Ce somptueux album est composé de sept titres pour une durée totale d’environ 34 minutes (ce n’est pas si peu pour l’époque). Les quatre premiers sont indépendants les uns des autres mais les suivants sont novateurs dans leur construction puisqu’ils forment ensemble un seul et même titre décomposé en trois parties. C’est ce petit détail, entre autres, qui leur permet de figurer parmi les figures de proue du rock progressif (on parle alors de proto-prog). Sorti à quelques jours d’écart de « In the Court of the Crimson King », « The
Valentyne Suite » pourrait souffrir de cette comparaison mais le groupe n’a pas la même ambition que le Roi Cramoisi et ne s'attardera d'ailleurs pas sur les contrés du rock progressif.
Et la musique alors?
D’entrée de jeu on est assailli par la batterie transcendante d’Hiseman sur « The Kettle ». Cependant, il devient vite évident que le jeu de guitare de
James Litherland est loin d’être à la hauteur : pas assez rock et une production trop peu incisive. Beaucoup plus convaincant au chant, ce dernier apporte une touche bluesy bienvenue. Dick Heckstall-Smith, lui, est un génie du saxophone, notamment capable de jouer deux instruments en même temps ! Ses prestations sont un régal (spécialement dans le super « Butty’s Blues » et son final ravageur).

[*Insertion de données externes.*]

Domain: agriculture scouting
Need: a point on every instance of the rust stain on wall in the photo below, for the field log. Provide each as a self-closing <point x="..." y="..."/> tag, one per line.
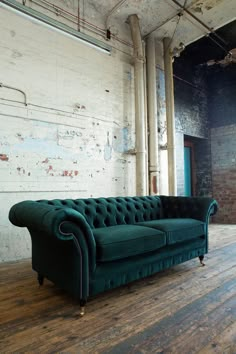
<point x="4" y="157"/>
<point x="71" y="173"/>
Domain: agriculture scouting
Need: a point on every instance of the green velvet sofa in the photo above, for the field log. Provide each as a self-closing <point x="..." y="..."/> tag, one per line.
<point x="87" y="246"/>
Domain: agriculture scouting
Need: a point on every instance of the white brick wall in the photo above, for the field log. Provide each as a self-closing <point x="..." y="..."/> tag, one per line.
<point x="70" y="140"/>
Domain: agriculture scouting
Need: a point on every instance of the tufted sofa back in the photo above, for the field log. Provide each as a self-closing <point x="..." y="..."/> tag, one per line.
<point x="102" y="212"/>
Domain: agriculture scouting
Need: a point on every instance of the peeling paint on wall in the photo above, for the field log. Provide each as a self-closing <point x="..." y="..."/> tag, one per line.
<point x="4" y="157"/>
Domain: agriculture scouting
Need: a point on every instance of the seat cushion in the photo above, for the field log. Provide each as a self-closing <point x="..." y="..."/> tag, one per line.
<point x="122" y="241"/>
<point x="177" y="230"/>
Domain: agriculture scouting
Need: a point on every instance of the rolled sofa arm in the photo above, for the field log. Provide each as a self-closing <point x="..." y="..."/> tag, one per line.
<point x="200" y="208"/>
<point x="54" y="221"/>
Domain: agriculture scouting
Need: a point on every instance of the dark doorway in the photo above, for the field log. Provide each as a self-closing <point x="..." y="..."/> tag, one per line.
<point x="189" y="170"/>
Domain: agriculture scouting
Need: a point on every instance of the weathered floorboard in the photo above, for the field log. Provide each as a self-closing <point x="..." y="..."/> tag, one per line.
<point x="186" y="309"/>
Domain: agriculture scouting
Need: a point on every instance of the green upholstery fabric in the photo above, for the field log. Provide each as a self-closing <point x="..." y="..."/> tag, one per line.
<point x="102" y="212"/>
<point x="87" y="246"/>
<point x="177" y="230"/>
<point x="122" y="241"/>
<point x="109" y="275"/>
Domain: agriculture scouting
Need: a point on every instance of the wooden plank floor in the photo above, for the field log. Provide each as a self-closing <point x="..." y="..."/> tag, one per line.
<point x="186" y="309"/>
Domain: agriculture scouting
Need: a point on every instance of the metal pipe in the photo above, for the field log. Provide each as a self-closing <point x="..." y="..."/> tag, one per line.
<point x="152" y="117"/>
<point x="141" y="184"/>
<point x="170" y="116"/>
<point x="15" y="89"/>
<point x="48" y="21"/>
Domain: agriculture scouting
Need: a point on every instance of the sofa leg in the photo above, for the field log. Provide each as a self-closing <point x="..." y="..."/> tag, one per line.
<point x="201" y="260"/>
<point x="82" y="307"/>
<point x="40" y="279"/>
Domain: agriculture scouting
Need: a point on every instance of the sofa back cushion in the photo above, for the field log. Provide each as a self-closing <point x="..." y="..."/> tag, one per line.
<point x="102" y="212"/>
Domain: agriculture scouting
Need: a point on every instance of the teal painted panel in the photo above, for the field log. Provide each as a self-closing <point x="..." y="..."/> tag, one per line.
<point x="187" y="171"/>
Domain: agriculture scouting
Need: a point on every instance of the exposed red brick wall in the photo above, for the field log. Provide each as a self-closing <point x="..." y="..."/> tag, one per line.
<point x="224" y="191"/>
<point x="223" y="141"/>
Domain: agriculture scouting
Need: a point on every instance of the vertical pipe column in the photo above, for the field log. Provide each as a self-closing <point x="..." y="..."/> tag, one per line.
<point x="140" y="126"/>
<point x="170" y="116"/>
<point x="152" y="117"/>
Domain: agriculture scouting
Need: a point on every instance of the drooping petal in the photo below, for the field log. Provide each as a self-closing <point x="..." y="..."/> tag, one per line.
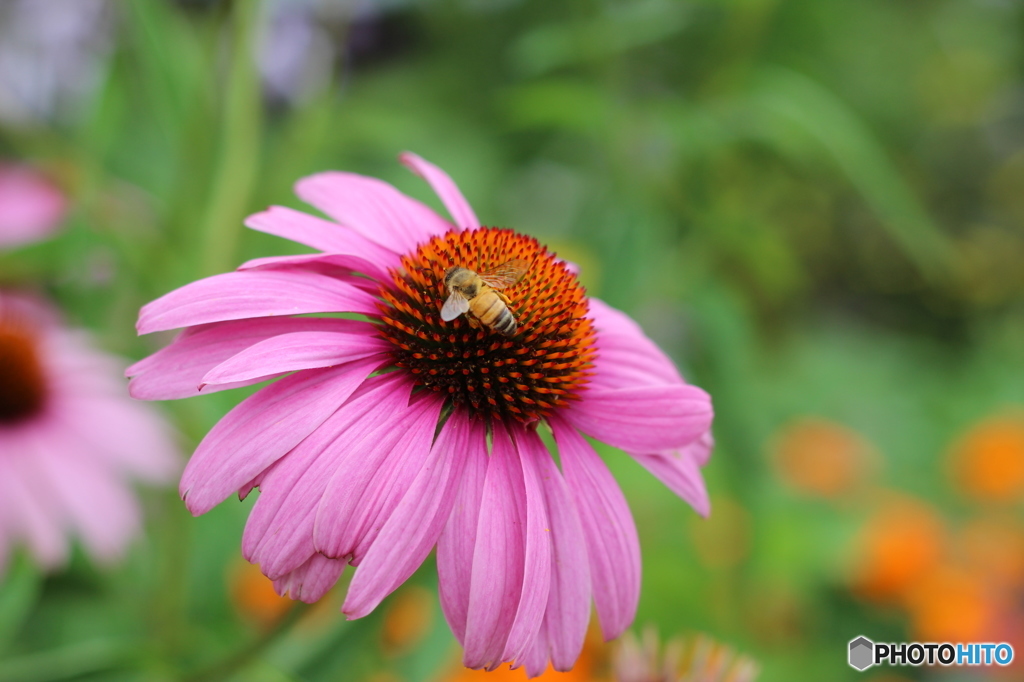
<point x="92" y="501"/>
<point x="643" y="419"/>
<point x="143" y="446"/>
<point x="252" y="294"/>
<point x="31" y="206"/>
<point x="310" y="581"/>
<point x="417" y="522"/>
<point x="680" y="471"/>
<point x="279" y="535"/>
<point x="567" y="612"/>
<point x="28" y="492"/>
<point x="262" y="428"/>
<point x="536" y="658"/>
<point x="295" y="350"/>
<point x="496" y="585"/>
<point x="626" y="355"/>
<point x="445" y="189"/>
<point x="324" y="263"/>
<point x="372" y="478"/>
<point x="373" y="208"/>
<point x="537" y="570"/>
<point x="458" y="541"/>
<point x="177" y="370"/>
<point x="612" y="546"/>
<point x="322" y="235"/>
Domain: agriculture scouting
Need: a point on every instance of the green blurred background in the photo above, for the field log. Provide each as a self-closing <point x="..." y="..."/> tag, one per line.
<point x="815" y="206"/>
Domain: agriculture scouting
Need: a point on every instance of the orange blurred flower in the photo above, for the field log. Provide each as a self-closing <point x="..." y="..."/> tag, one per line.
<point x="903" y="541"/>
<point x="988" y="462"/>
<point x="951" y="604"/>
<point x="993" y="547"/>
<point x="820" y="458"/>
<point x="723" y="539"/>
<point x="253" y="595"/>
<point x="408" y="619"/>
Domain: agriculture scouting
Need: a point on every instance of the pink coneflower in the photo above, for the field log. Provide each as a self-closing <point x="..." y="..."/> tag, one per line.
<point x="694" y="659"/>
<point x="399" y="432"/>
<point x="69" y="440"/>
<point x="31" y="206"/>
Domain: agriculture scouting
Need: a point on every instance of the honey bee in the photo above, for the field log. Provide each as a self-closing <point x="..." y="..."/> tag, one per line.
<point x="476" y="293"/>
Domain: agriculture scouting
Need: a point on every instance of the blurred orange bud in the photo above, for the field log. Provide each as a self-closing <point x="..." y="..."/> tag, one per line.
<point x="821" y="458"/>
<point x="253" y="595"/>
<point x="950" y="604"/>
<point x="723" y="539"/>
<point x="900" y="543"/>
<point x="993" y="547"/>
<point x="987" y="463"/>
<point x="407" y="620"/>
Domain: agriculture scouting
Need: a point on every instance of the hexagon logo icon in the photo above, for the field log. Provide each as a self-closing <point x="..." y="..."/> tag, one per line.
<point x="861" y="653"/>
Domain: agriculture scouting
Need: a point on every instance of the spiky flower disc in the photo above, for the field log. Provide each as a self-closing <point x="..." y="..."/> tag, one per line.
<point x="385" y="437"/>
<point x="525" y="376"/>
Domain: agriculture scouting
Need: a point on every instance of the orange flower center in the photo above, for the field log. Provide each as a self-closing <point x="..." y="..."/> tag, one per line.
<point x="23" y="382"/>
<point x="526" y="375"/>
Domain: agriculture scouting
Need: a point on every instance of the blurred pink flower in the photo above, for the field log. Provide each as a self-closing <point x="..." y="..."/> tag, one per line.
<point x="69" y="440"/>
<point x="31" y="206"/>
<point x="374" y="468"/>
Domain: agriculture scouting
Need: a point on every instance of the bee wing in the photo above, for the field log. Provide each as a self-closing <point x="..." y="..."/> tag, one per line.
<point x="506" y="274"/>
<point x="455" y="306"/>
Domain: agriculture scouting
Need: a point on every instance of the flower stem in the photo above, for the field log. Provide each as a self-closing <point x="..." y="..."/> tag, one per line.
<point x="244" y="656"/>
<point x="239" y="156"/>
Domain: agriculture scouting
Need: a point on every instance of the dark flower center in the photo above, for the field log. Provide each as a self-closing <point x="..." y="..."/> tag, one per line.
<point x="526" y="375"/>
<point x="23" y="382"/>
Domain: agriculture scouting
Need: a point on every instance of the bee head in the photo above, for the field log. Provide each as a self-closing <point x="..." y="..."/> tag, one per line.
<point x="456" y="276"/>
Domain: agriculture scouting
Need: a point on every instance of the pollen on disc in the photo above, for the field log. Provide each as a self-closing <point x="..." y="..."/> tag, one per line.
<point x="525" y="376"/>
<point x="23" y="390"/>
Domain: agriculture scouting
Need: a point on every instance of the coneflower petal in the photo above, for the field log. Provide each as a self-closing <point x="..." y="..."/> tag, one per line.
<point x="496" y="583"/>
<point x="612" y="545"/>
<point x="537" y="570"/>
<point x="279" y="535"/>
<point x="93" y="502"/>
<point x="627" y="356"/>
<point x="322" y="235"/>
<point x="31" y="517"/>
<point x="325" y="263"/>
<point x="372" y="477"/>
<point x="263" y="428"/>
<point x="680" y="471"/>
<point x="643" y="418"/>
<point x="177" y="370"/>
<point x="310" y="581"/>
<point x="295" y="350"/>
<point x="413" y="529"/>
<point x="373" y="208"/>
<point x="458" y="541"/>
<point x="445" y="189"/>
<point x="252" y="294"/>
<point x="537" y="655"/>
<point x="567" y="611"/>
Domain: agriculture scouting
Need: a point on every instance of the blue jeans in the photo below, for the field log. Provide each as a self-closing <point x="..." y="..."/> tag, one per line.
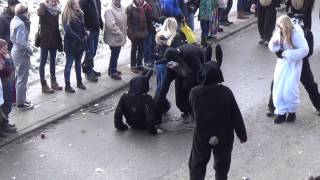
<point x="161" y="72"/>
<point x="43" y="62"/>
<point x="92" y="43"/>
<point x="241" y="5"/>
<point x="149" y="45"/>
<point x="204" y="28"/>
<point x="115" y="51"/>
<point x="67" y="70"/>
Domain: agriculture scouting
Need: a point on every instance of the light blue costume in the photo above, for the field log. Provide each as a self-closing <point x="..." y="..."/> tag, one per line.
<point x="288" y="70"/>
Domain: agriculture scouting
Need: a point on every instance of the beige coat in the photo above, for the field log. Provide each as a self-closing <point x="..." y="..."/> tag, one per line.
<point x="115" y="32"/>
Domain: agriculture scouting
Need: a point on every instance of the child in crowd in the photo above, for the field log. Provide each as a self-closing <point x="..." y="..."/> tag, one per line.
<point x="7" y="74"/>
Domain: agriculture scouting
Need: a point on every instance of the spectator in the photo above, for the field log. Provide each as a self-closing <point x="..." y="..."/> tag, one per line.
<point x="224" y="21"/>
<point x="93" y="21"/>
<point x="5" y="19"/>
<point x="290" y="46"/>
<point x="7" y="81"/>
<point x="74" y="41"/>
<point x="21" y="52"/>
<point x="115" y="34"/>
<point x="137" y="32"/>
<point x="206" y="9"/>
<point x="153" y="16"/>
<point x="50" y="41"/>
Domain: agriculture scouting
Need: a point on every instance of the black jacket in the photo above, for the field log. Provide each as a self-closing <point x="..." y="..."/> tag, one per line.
<point x="5" y="19"/>
<point x="91" y="18"/>
<point x="215" y="108"/>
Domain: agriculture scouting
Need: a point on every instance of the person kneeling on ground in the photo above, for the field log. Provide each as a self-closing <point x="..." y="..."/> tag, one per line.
<point x="137" y="107"/>
<point x="217" y="115"/>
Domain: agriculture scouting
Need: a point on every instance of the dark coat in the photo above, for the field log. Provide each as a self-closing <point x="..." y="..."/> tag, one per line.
<point x="137" y="22"/>
<point x="215" y="109"/>
<point x="5" y="19"/>
<point x="91" y="18"/>
<point x="49" y="29"/>
<point x="137" y="107"/>
<point x="75" y="33"/>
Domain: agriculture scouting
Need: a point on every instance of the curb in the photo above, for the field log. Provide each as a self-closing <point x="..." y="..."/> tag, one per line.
<point x="56" y="117"/>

La pièce maîtresse de l’album, comme je l’ai déjà signalé, est celle divisée en trois parties et qui clôt celui-ci. Le mariage des instruments et des genres fait des merveilles avec ces touches de saxophone sur une mélodie extraordinaire au piano, cette batterie toute en finesse, les solos à l’orgue Hammond hérités du jazz... La basse quant à elle ne laisse pas indifférent et a, elle-aussi, le droit à ses petits moments de gloire.
Sur la deuxième partie de cette grande épopée certains pourront s’étonner de la grande ressemblance avec Atom
Heart Mother, notamment avec le travail fourni sur les chœurs. Je n’ai pas de réponse à apporter mais il ne me semble pas indigne de suggérer que
Pink Floyd puisse avoir été inspiré par
Colosseum (voire l’inverse) étant donné la proximité temporelle entre les deux œuvres. Toute cette dernière pièce est presque entièrement instrumentale mais il n’est pas question de s’en plaindre tant sa richesse est exemplaire.
L’enthousiasme est plus que palpable dans cette merveilleuse offrande à la croisée des genres. Ce n’est peut-être pas l’album le plus indispensable ou le plus emblématique de cette décennie foisonnante de créativité mais il mérite sans vergogne qu’on lui dédaigne au moins une écoute attentive. J’espère ici avoir rendu justice à ces grands musiciens qui ont offert plus qu’une simple production, une œuvre à part entière, une œuvre hybride et pionnière dont on peut s'en délecter.